“是呀,小桃快成亲了,我也找了些东西,都整理在包袱里,打算给她送去的。”她随口就编出一个理由,打算先躲过这茬再说。
“既然皇姐有这个打算,不如坐本王的轿子一起去吧。”睿亲王露出称得上是和善的笑容,微一躬身,摆出请的姿态来。
呃!
她有如吃了苍蝇般的难受,看着外面华丽的轿子,又看了看层层的禁卫军,盘算着自己逃走的可能性有多高。
看着裕清澄漾开的笑脸,她完全可以预期逃走的后果是什么样的,也许这一次会举国通缉也说不定,天下之大,莫非皇土,她又能躲到哪去?
纠结着满腔的无头绪念头,她无奈地享受起属于亲王的软轿。
轿子很大,完全可以坐下十个人,陈八离裕清澄远远地坐着,把玩着手中的包袱,小心地不让包袱里的银子曝光,六年的牢头生活挣钱多多的。
她不敢去看他一眼,怕一看就会让他的美貌迷花了双眼,低着头,像个虔诚的忏悔者,不敢多说一句话,怕惹恼了他。
“百晓生的肖像画真是传神,令季玉昆一下子就把你认出来了。

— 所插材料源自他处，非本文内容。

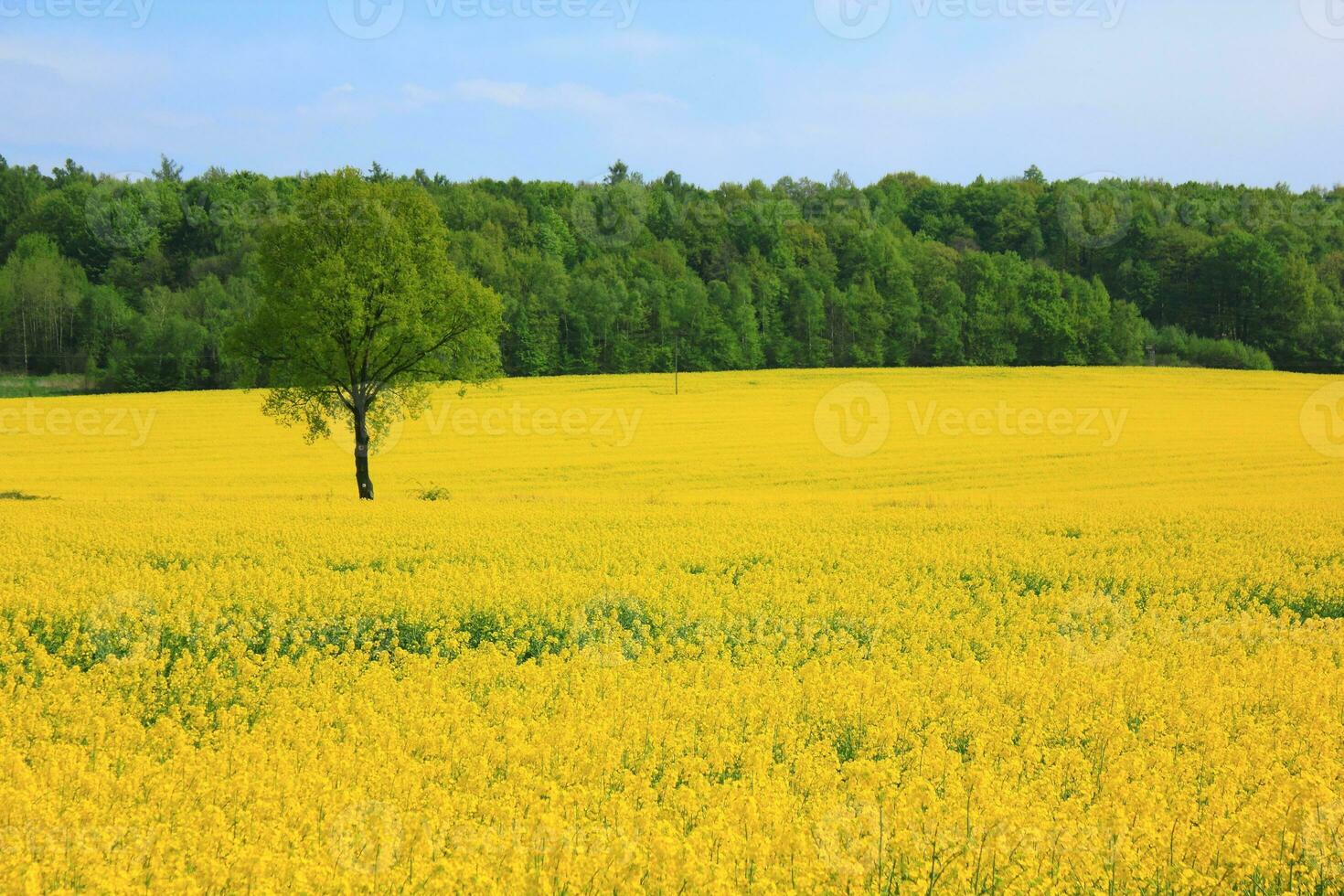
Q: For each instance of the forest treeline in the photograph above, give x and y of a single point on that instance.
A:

”
轻轻的嗓音令轿子里的气氛开始紧绷起来,陈八大气也不敢出,觉得自己越活越回去,想当年,她什么事没有做过?而如今,竟然有胆颤的感觉。
可恶的百晓生,画什么肖像画,让她的面目暴露在冬天的阳光下,这太可恶了!
“季玉昆说什么杀人的是我,这是你们合谋的?”她终于有些明白了,为什么胖五会从刑部的衙役口中得到这个消息了。
一个精心设计的阴谋,只为了验证她的身份,她没想太多,以至于暴露了自己。
妖邪的俊脸泛起一丝得意,他唇角微扬,睨着对面的女人,没有当初娇贵的公主模样,一身的粗布衣衫,令她看上去一点也不起眼。“皇姐隐藏得很深哪,本王居然没能认出皇姐来,这双眼睛似乎没有什么用,要不是皇姐的肖像画让澜得到了,恐怕皇姐这般修饰的模样,本王真的要错过了。”
他向前,一把拉过她,双手使劲且粗鲁地揉向她的眼角与面颊,从上面脱落一层薄薄的面皮,将她从精心修饰过的面具下拉回从前。“皇姐,你怎么能这么大意,闯荡了江湖,怎么能让百晓生将你修饰过的画像给画下来?”
看着自己粗糙的易容术被识穿,她有些汗颜,也有些懊恼,怎么忘记这张脸跟她在江湖上露脸时用的是一样的,而且当时押送季玉昆回京时,怎么就忘记用面巾挡住自己的脸!
她没有说话,不知道说什么好,让人抓住,只能任人宰割,将头垂得更低了。
“你说皇姐,本王对你多了解呀,八年前就知道是你杀的敌将季莫深,可是人在眼前没有认出来,皇姐是不是在心里嘲笑本王了?”他眼角的余光透着强烈的情绪,仿佛一个爆发就能点燃所有的火种。
季莫深!敌军主将!
陈八的手有些颤抖,八年前染血的战场是一辈子的梦魇,兄弟子侄全部战死的伤痛令她睡不能安眠,一夜复一夜,一年复一年,没有平息的时刻。“清澄,我想你了。”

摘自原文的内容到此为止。